What is a cyber kill chain?
How understanding the progression of an online attack can help you defend your business
Cyber kill chain? That sounds scary
That might be explained by the fact that it's a military term. The "kill chain" is the complete sequence of an offensive attack: in the context of warfare it can be expanded to "find, fix, track, target, engage and assess".
For computer-based attacks, Lockheed Martin developed the concept of the cyber kill chain, which starts with reconnaissance and then moves through delivery, exploitation and other stages in pursuit of the attacker's final objectives.
Is this something I need to know about?
The kill chain isn't just about planning attacks: it's also a powerful defensive principle. The closer you are to the start of the kill chain, the better your chances of stopping an attacker in their tracks. In other words, if you catch the bad guys while they're still gathering data, they won't get a chance to use that intelligence against you.
Do employees need to be trained to recognise an attack?
Knowing your enemy is always helpful. And there's no need to be entirely reactive: if you bear the kill chain in mind when devising your processes and systems, that might help you come up with a strategic approach that's inherently resistant to attacks.
Hold on a minute - what do you mean, "might"?
The kill chain, as defined by Lockheed Martin, describes a particular sort of threat that involves external actors acting in a certain way. If you put too much faith in it, you're at risk of being blindsided by attacks that don't neatly map onto its sequential stages.
For example, an agent inside the business can leapfrog your perimeter defences, and may be able to take shortcuts around other steps in the kill chain.
So how exactly do I apply the kill chain principles?
As long as you bear in mind that the kill chain only fully applies to intrusion-based malware attacks, it can be a useful tool. Knowing where to focus your defensive measures - towards the start of the kill chain - can greatly reduce the damage caused by even a partially successful attack.
It's cheaper too: shutting down a rogue connection is a lot quicker than disinfecting a compromised network. Focusing on the kill chain additionally provides a bit of focus and encouragement in an age when the cyber-security battle can sometimes seem unwinnable. It's a reminder that the attacker needs to successfully execute all seven phases of the chain to win, whereas you as a defender just need to stop them at any point.
So how exactly do I mitigate the kill chain phases?
Every business should already have a layered approach to security; devising your layers with the kill chain in mind gives you the best chance of shutting down the attack at an early stage.
For example, restricting access to key security information could deflect many attempted attacks at the very first phase (reconnaissance). Staff training can help at the malware delivery phase, and careful restriction of administrative privileges could help defeat the exploitation phase. The idea may have come from Lockheed Martin, but it's not rocket science.

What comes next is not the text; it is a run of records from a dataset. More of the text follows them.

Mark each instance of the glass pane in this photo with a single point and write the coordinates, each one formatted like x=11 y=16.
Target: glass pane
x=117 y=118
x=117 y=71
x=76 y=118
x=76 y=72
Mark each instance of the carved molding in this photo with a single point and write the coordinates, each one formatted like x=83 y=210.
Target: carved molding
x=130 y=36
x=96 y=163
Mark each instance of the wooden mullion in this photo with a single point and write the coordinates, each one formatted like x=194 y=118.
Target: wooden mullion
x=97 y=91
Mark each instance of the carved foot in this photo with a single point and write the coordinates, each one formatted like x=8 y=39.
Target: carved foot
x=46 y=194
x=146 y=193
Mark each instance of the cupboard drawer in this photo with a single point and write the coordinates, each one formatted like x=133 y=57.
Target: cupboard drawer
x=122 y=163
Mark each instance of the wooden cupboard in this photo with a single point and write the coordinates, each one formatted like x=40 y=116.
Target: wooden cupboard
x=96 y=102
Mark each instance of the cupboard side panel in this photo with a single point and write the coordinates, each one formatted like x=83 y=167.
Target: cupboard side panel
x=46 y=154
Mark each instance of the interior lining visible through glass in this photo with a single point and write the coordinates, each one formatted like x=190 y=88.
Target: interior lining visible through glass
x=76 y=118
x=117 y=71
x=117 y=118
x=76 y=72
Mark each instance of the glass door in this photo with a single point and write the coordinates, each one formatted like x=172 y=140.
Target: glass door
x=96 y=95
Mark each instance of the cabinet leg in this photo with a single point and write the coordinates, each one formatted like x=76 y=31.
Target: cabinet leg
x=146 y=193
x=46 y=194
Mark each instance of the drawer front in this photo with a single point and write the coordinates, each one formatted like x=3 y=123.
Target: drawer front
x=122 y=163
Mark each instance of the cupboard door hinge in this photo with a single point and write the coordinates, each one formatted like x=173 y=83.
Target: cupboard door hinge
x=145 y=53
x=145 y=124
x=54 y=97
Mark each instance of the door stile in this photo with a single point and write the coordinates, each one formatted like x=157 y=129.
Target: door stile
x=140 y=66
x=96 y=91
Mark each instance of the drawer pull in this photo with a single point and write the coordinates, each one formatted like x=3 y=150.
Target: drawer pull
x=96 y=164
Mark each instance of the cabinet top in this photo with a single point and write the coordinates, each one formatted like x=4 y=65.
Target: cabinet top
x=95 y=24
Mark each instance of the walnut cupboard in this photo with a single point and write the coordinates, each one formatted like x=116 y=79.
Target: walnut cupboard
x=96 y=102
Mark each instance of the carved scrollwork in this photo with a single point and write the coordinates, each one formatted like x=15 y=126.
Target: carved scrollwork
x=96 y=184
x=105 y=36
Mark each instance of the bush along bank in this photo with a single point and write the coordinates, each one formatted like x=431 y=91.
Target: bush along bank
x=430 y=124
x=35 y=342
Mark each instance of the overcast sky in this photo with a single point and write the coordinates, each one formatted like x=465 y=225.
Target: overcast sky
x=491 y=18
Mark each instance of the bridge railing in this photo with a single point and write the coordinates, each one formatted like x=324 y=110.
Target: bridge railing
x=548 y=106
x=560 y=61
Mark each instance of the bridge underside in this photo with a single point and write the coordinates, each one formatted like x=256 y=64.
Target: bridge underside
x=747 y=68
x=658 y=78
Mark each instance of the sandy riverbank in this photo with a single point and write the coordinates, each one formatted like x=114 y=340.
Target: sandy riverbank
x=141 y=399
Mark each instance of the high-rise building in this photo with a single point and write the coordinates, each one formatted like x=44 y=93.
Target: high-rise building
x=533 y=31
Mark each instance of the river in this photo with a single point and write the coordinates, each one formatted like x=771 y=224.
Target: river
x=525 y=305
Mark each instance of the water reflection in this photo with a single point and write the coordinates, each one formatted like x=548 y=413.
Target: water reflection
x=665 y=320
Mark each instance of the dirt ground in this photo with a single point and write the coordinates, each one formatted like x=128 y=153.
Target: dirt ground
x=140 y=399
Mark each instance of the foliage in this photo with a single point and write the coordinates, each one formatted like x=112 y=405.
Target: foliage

The seven phases of the cyber kill chain
First, the attacker researches their target, gathering information about possible vulnerabilities.
Next, the attacker creates (or acquires) a malware or exploit kit that can make the best use of the vulnerabilities they've found.
The malware is now delivered to the target, via means such as a malicious link or attachment - or perhaps a social engineering trick.
This is the execution of the exploit itself. For example, a privilege-escalation attack might be used to gain access to sensitive data.
"Back door" software is often deployed on the target network, so the attacker can maintain access over a prolonged period without being detected.
Command & Control
An intermediary server - often one that's been compromised without the knowledge of the owner - is frequently used to direct ongoing attack activities.
Action to Objective
Once the first six phases have been successfully executed, the attacker can freely carry out whatever their ultimate objective may be - perhaps stealing sensitive data, or using the compromised network as a route to an ulterior target.